During the celebration, the Bible reports, “Sarah saw the son of Hagar the Egyptian, whom she had borne to Abraham, scoffing [at her son Isaac].”66
The Hebrew term translated “scoffing” is from the root word “to laugh” (, transliterated as [give transliteration], means “to mock”). But in the participial form in this context it means, “making fun of, ridiculing, discounting someone’s worth.”
To understand the full implications of this situation, we have to put it up against the background of the promise God gave to Abraham when He announced Isaac’s birth. This is what God had promised Abraham:
Then God said to Abraham, “As for Sarai your wife, you shall not call her name Sarai, but Sarah shall be her name. And I will bless her and also give you a son by her; then I will bless her, and she shall be a mother of nations; kings of peoples shall be from her.” Then Abraham fell on his face and laughed, and said in his heart, “Shall a child be born to a man who is one hundred years old? And shall Sarah, who is ninety years old, bear a child?” And Abraham said to God, “Oh, tha
t Ishmael might live before You!” Then God said: “No, Sarah your wife shall bear you a son, and you shall call his name Isaac; I will establish My covenant with him for an everlasting covenant, and with his descendants after him.”67
This God-given revelation must have certainly been made known to Abraham’s entire household, including Hagar and Ishmael. And its divine authenticity was confirmed with the miraculous conception and birth of Isaac to the elderly parents.

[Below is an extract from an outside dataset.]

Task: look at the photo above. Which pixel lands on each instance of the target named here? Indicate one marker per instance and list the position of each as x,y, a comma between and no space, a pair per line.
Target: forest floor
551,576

So when Ishmael scoffed at and made fun of Isaac, he did so with the knowledge that according to divine revelation, Isaac was the chosen one. And that this was not merely a human choice based on carnal favoritism. This is why in the eyes of God Ishmael was not just mocking Isaac, but he was rejecting and ridiculing His sovereign choice. The German scholar Hengstenberg expressed the following insight, “Unbelief, envy, pride of carnal superiority, were the causes of Ishmael’s conduct.”68
This is surely the stuff of which Ishmael’s “enmity” was born. Remember, enmity is hatred that has been nourished over a long period of time. It was just beginning to take root here. An “everlasting hatred” is the very essence of the meaning of “enmity.”
GOD’S PROMISES TO ISHMAEL
The Bible makes it clear that despite the birth of Isaac, there was no lack of love for Ishmael on the part of Abraham or God. Abraham even petitioned the Lord that Ishmael could be part of the divine choice, when he said, “Oh, that Ishmael might live before You!”
And as a result, God made it clear that Ishmael would be given a great inheritance because he was also Abraham’s son. God promised, “And as for Ishmael, I have heard you. Behold, I have blessed him, and will make him fruitful, and will multiply him exceedingly. He shall beget twelve princes, and I will make him a great nation. But My covenant I will establish with Isaac, whom Sarah shall bear to you at this set time next year.”69 In point of fact, the Ishmaelites were given more land and ultimately more wealth than the Israelites. This was true in their past history, not to mention the vast oil wealth of modern times. And spiritual salvation has always been open to the Ishmaelites.